Pythas: I need a drink. Surprise me.
Miro mixes a drink for Pythas. It is green in color.
Pythas: This looks... gross.
Miro: Its our special drink. They want to replicate it in the south, but we aren't going to sell our secret to those swines.
Pythas: Hey! Don't talk that way about the South, my wife used to live there when she was young and hot.
Miro: Did she kick you out again?
Pythas: Yeah... Its the anniversary of when I found that baby floating through Pyramidon. She thought I was cheating on her.
Miro: Hm... Well did you ever think of-
Pythas: I still miss that baby. I wonder what happened to it. I was going to raise her as though she were my daughter. I don't have any daughters you know.
Miro: Well, that's a shame. The whole goblin race are like my children.

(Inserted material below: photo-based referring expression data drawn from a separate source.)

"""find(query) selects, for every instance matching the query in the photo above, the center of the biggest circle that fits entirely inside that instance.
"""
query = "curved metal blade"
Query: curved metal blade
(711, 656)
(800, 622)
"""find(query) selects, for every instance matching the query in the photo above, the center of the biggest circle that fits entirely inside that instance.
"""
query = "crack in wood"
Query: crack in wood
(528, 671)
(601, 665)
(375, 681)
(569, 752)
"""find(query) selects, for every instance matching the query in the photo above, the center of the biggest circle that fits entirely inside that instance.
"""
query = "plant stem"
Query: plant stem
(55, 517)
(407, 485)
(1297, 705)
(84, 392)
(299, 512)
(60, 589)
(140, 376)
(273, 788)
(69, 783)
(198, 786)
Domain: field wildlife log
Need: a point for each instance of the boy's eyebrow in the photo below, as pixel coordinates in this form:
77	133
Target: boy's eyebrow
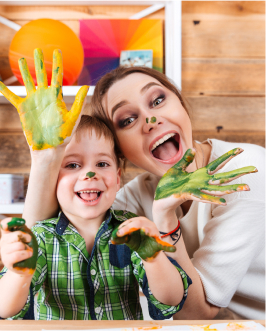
72	155
106	154
147	86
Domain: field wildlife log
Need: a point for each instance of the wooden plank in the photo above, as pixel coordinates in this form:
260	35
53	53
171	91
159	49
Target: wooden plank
14	154
250	137
234	8
230	113
223	76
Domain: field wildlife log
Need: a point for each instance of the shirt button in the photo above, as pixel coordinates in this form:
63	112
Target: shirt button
98	310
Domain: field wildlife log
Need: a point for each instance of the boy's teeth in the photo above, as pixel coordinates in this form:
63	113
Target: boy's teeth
162	140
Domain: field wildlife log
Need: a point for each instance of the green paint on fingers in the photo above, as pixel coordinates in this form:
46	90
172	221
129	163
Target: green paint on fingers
179	183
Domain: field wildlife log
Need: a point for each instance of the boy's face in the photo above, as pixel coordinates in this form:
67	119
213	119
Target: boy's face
79	196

Pythas: Whatever. You know, Loki and Amir have a daughter. Their daughter is the same age the girl I found would be right about now... They weren't even married when this one was born...
Miro: You had kids with women you weren't married to.

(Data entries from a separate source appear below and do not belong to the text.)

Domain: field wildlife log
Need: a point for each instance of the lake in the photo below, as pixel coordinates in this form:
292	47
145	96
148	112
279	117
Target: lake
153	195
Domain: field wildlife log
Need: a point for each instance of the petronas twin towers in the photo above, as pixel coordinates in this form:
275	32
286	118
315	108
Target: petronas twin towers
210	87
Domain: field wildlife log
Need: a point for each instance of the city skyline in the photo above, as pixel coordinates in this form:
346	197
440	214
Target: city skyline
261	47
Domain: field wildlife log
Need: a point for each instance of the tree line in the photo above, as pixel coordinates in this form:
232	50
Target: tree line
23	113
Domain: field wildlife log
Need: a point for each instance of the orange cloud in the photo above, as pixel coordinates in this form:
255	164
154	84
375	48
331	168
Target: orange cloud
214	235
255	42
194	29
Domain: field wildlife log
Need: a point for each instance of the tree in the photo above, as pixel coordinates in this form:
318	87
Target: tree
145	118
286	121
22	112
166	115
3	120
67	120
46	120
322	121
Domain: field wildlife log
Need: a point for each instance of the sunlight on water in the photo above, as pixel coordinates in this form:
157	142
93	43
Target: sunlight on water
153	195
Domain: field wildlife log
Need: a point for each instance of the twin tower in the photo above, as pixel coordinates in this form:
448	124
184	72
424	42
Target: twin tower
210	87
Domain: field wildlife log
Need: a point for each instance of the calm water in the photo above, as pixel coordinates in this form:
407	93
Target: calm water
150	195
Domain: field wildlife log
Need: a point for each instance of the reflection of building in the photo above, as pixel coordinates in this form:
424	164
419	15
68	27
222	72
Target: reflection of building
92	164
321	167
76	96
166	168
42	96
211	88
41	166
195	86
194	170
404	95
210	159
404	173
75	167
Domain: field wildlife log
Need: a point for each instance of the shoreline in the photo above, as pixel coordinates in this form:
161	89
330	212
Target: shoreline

Pythas: Wait a second... They adopted their daughter. Smelly goblin man, do you think maybe their daughter is the same girl I found all those years ago?
Back in the South, Damen is in his throne room talking to Ayancito, the master assassin.
Damen: Ayancito, you have failed in the task which I have hired you for.
Ayancito: I'm sorry sir.
Damen: You are lucky I do not have you executed for the death of that innocent!
Ayancito: It won't happen again!
Damen: That's right, it won't happen again. You know how I know?
Ayancito: N-no sir.
Damen: Because you're fired. You're going to jail yourself.
Ayancito: Please, do not send me back to jail.
A black shadow passes through the room. It briefly sounded like whispering.
Ayancito: It would be a bad decision to arrest me.
Damen: And just why is that?
Ayancito: Because I will expose you for hiring me in the first place if you do.
Damen becomes nervous.
Damen: No one will take your word for it! You have no proof!
Ayancito: I would not bet on that, your majesty.
Ayancito leaves the room. The guards make to grab him but Damen waves them off.